Três municípios recebem primeiras doses da vacina de dose única contra a dengue.
A estratégia tem como objetivo avaliar os resultados da
cobertura vacinal de pelo menos 50% dos moradores dessas cidades. O
público-alvo é formado por pessoas de 15 a 59 anos.

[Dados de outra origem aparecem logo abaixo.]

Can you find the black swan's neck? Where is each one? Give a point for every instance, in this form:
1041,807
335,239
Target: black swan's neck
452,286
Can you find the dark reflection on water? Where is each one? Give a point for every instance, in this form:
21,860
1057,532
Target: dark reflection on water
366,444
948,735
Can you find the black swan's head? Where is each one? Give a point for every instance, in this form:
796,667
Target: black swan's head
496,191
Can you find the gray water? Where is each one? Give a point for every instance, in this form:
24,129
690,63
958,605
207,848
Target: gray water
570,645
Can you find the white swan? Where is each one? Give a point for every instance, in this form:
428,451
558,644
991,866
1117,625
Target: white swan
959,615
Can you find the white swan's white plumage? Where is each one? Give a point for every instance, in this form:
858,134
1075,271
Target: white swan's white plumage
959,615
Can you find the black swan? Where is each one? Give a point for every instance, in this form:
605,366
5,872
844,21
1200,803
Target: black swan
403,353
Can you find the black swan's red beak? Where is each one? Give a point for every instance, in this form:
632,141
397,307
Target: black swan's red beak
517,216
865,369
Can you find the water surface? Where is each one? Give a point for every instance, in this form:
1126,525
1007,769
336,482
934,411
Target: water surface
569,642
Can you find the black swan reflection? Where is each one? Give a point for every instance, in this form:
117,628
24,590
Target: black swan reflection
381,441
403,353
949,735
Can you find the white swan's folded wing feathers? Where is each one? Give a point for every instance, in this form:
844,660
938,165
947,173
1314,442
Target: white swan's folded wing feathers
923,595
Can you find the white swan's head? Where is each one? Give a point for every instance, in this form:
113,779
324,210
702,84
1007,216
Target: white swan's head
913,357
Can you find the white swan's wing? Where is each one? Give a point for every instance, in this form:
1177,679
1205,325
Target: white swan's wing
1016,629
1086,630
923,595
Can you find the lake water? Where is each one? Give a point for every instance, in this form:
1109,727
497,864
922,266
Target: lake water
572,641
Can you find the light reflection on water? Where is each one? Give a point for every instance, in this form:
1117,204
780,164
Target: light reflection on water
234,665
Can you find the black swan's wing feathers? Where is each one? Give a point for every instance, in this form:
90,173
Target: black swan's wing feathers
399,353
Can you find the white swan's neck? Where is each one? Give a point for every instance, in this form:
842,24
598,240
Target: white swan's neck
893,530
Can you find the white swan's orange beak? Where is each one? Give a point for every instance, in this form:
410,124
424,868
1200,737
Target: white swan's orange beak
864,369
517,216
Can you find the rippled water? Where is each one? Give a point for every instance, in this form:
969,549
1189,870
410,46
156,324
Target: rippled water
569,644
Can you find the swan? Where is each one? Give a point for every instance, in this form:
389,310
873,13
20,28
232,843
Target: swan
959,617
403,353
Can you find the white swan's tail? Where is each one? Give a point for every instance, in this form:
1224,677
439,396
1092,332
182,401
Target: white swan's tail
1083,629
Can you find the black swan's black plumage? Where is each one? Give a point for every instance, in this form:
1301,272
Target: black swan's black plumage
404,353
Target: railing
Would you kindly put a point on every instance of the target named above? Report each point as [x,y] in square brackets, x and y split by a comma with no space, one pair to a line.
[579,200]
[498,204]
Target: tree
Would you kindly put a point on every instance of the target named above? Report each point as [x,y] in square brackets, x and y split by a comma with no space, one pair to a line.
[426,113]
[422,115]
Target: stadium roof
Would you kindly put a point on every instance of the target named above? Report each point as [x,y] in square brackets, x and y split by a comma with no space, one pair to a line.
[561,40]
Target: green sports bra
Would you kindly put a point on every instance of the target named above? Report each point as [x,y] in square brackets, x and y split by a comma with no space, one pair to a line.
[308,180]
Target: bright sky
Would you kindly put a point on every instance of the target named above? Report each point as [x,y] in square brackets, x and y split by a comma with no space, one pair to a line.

As doses fazem parte do contrato firmado entre o Ministério
da Saúde e o Instituto Butantan para a aquisição de 3,9 milhões de vacinas, que
serão distribuídas exclusivamente pelo SUS. O investimento total é de R$ 368
milhões. Segundo a pasta, o primeiro lote, com 1,3 milhão de doses, também será
destinado à imunização de profissionais da atenção primária que atuam nas
unidades básicas de saúde (UBS).
Ampliação da estratégia de imunização
O acordo prevê ainda a transferência da tecnologia
desenvolvida pelo Instituto Butantan para a empresa chinesa WuXi Vaccines, o
que poderá ampliar gradualmente a capacidade de produção nacional em até 30
vezes.
A estratégia de imunização começará pelos adultos de 59 anos
e será expandida de forma progressiva para faixas etárias mais jovens, até
alcançar pessoas a partir dos 15 anos.
Atualmente, o SUS também disponibiliza a vacina contra a
dengue produzida por um laboratório japonês, indicada para adolescentes de 10 a
14 anos e aplicada em duas doses. Desde a incorporação do imunizante, em 2024,
foram distribuídas 11,1 milhões de doses, das quais 7,8 milhões foram
efetivamente administradas.
Eficácia da vacina de dose única
A vacina contra a dengue desenvolvida pelo Instituto Butantan
foi aprovada pela Agência Nacional de Vigilância Sanitária (Anvisa) após a
análise de dados de cinco anos de acompanhamento de 16 mil voluntários
participantes do ensaio clínico.
Na faixa etária de 12 a 59 anos, o imunizante apresentou
eficácia geral de 74,7% e proteção de 91,6% contra casos graves da doença e
quadros com sinais de alarme.
Além disso, a vacina também se mostrou eficaz em reduzir a
carga viral em pessoas infectadas pelo vírus da dengue. A conclusão foi
publicada na revista The Lancet Regional Health - Americas. Segundo a pesquisa,
embora alguns vacinados tenham apresentado infecção após a imunização, a
quantidade de vírus foi significativamente menor em comparação com os
participantes não vacinados, o que tende a resultar em quadros menos graves da
doença.
Para o levantamento, os pesquisadores analisaram amostras de
365 voluntários que apresentaram dengue sintomática entre 2016 e 2021, em 14
estados brasileiros.
Número de casos de dengue
Em 2025, o Brasil registrou 1.705.535 casos prováveis de
dengue, segundo dados do Ministério da Saúde. No ano passado, a doença provocou
1.776 mortes, enquanto outros 207 óbitos ainda estão sob investigação. Os dados
constam no Painel de Monitoramento das Arboviroses da pasta.
Segundo o ministério, esses números representam uma queda de
74% nos casos prováveis de dengue e 72% no número de mortes em relação a 2024,
quando foram contabilizados 6.563.561 casos prováveis e 6.321 óbitos.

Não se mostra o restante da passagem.